1. O Superior Tribunal de Justiça, em matéria ambiental, repele a aplicação retroativa das disposições do Novo Código Florestal, por entender que deve ser adotado o princípio tempus regit actum, que impõe obediência à lei em vigor quando da ocorrência do fato. Precedentes.
2. Caso em que, nos autos de ação civil pública que impôs a obrigação de instituir, demarcar, recompor e averbar a reserva legal nos termos da Lei nº 4.771/65, a Corte estadual proveu agravo de instrumento dos executados, ora agravantes, para determinar o cumprimento de sentença na forma do novo diploma (Lei n. 12.651/2012), em descompasso com a orientação jurisprudencial firmada nesta Corte Superior.
3. Segundo orientação desta Corte, "não há violação da Súmula Vinculante n. 10 do STF e, por conseguinte, do art. 97 da CF/88, quando a Corte, sem declarar a inconstitucionalidade da norma e sem afastá-la sob fundamento de contrariedade à Constituição Federal, limita-se a interpretar e aplicar a legislação infraconstitucional ao caso concreto." (EDcl no REsp 1381191/SP, rel. Ministro OG FERNANDES, SEGUNDA TURMA, julgado em 15/08/2017, DJe 21/08/2017).

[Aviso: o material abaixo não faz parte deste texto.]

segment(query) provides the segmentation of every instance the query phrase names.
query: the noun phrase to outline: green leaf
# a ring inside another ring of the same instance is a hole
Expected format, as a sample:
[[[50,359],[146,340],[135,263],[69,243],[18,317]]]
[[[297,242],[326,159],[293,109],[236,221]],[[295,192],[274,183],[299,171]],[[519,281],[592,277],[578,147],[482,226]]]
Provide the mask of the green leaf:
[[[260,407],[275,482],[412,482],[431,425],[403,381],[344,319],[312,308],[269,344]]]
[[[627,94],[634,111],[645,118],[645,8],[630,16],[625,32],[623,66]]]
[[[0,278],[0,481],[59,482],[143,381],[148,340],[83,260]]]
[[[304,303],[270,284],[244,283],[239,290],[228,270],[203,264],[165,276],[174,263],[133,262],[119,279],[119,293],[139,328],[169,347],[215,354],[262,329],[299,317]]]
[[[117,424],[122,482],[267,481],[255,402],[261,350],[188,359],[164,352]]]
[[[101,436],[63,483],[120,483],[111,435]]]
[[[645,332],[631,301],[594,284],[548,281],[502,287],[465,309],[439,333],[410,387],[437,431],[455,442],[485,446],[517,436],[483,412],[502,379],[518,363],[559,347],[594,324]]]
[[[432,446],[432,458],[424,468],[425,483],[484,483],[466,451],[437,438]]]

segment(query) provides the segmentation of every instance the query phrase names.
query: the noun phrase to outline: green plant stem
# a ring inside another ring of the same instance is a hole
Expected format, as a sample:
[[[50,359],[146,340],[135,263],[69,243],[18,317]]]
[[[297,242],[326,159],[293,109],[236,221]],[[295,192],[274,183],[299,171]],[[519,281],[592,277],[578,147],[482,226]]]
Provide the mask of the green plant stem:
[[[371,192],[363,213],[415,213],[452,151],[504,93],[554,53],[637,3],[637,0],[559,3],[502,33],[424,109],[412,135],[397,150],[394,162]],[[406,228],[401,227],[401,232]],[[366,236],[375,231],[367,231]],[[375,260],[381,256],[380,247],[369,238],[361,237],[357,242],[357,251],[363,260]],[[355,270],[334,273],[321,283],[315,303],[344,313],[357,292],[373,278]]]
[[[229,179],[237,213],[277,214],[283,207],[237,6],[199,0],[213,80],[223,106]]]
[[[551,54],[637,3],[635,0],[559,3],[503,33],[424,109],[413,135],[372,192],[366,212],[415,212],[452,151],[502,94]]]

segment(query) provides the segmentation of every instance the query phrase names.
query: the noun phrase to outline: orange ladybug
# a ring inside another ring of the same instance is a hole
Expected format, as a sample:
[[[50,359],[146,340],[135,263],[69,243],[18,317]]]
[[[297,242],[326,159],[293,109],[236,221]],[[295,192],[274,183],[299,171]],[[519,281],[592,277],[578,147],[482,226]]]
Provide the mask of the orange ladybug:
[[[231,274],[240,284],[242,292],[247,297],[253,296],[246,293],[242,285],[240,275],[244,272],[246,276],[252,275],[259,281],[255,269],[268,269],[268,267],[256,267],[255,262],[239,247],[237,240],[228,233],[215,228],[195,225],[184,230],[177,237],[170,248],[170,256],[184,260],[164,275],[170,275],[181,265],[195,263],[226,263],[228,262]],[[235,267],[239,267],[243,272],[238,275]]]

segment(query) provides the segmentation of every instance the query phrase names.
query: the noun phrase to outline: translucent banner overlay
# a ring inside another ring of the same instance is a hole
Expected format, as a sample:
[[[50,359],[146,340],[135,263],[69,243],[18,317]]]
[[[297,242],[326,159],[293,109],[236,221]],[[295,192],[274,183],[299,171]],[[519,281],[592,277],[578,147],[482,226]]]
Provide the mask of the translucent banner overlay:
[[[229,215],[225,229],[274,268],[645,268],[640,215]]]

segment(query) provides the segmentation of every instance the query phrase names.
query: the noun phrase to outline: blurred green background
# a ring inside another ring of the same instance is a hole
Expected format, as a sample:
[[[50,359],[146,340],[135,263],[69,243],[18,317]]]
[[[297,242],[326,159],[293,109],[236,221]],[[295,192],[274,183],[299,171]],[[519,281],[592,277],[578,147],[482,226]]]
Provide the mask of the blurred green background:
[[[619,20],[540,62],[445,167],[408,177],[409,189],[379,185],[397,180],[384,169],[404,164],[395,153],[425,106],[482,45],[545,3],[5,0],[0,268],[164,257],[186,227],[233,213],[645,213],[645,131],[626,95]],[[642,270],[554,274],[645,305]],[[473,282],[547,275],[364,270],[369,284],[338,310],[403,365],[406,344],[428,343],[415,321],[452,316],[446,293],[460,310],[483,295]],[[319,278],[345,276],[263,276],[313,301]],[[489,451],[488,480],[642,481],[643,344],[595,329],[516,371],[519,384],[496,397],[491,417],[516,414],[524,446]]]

4. A Primeira Turma do STJ compreende que a declaração de constitucionalidade de vários dispositivos do novo Código Florestal (Lei n. 12.651/2012) pelo Supremo Tribunal Federal, no julgamento das ADIs 4.901, 4.902 e 4.903 e da ADC 42 (DJE 13/08/2019), não inibe a análise da aplicação temporal do texto legal vigente no plano infraconstitucional, tarefa conferida ao Superior Tribunal de Justiça (REsp 1.646.193/SP, rel. Ministro NAPOLEÃO NUNES MAIA FILHO, rel. p/ acórdão Ministro GURGEL DE FARIA, julgado em 12/05/2020, DJe 04/06/2020).
5. Agravo interno desprovido.” (pp. 1-2, documento eletrônico 77).
No recurso extraordinário, fundado no art. 102, III, a, da Constituição Federal, alegou-se, em suma, violação dos arts. 5°, caput, II, e XXXVI; 97; 105, III, a e c; e 225, da mesma Carta.
É o relatório. Decido.
A pretensão recursal não merece acolhida.
Primeiramente, o Tribunal de origem, ao analisar o caso concreto, não declarou a inconstitucionalidade de norma legal ou afastou sua aplicação sem observância do art. 97 da Constituição, visto que apenas interpretou a legislação infraconstitucional aplicável à espécie.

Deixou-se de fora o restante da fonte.